Well he is the Legend.

Answer 4

but you can only send him messages if your his fan

Answer 5

i'm his fan but i can't send messages too him

Answer 6

i have no idea how to do this, but we could at least try something

Answer 7

well, here is the Legend.

Answer 8

cool

Answer 9

but how

Answer 10

you have four slots in which to put only y and z

Answer 11

ok

Answer 12

for some reason i can't send you a message even though i'm your fan

Answer 13

just off the top of my head, how many ways can this be done?
1) all y: 1 way
2) 1 z 3 y: 4 ways
3) 2z 2y: 6 ways
4) 3z 1 y : 4 ways
5) all z : 1 way
so far we have \(16=2^4\) possibilities

Answer 14

so its 16?

Answer 15

oh hell no, we have lots more work to do

Answer 16

can you fan me so i can send you questions

Answer 17

what about the next 4 slots ? it can have no y, only z and x so i guess we have to work on what happened above

Answer 18

ok

Answer 19

if
5) we used up all the z there is only 1 way (all x)
4) used up 3 z there are 1z, 3x : 4 ways
3) used up 2 z : 2z, 2x : 6 ways
2) used up 1 z : 3z, 1z, 4 ways
1) used up no z : 4z 1 way

Answer 20

there must be an easier way to do this....

Answer 21

i think so too

Answer 22

well maybe not
a tree diagram might help

Answer 23

but how

Answer 24

Is this right:
The first 4 letters will be y and z. There are 16 arrangements of those 4 letters.
The next group of 4 will be X and Z and there will be 16 arrangements.
The last group of 4 will be X and Y and there will be 16 arrangements.

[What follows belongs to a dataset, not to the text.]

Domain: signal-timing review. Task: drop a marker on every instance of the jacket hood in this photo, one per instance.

So??? 16^3

Answer 25

so the answer is 16^3?

Answer 26

but its wrong

Answer 27

i tried it already

Answer 28

yeah i think there is something else going on here

Answer 29

if you make a tree diagram of sorts you might see it, then add up the possibilities
use pencil and paper

Answer 30

i tried that but i didn't get anything

Answer 31

Well then it might be that some of the arrangements look the same because the letters are repeated .

Answer 32

then what can you get

Answer 33

Did you try 2^12 since there are 2 choices for each position?

Answer 34

yeah
and it didn't work

Answer 35

got it
its 346 ways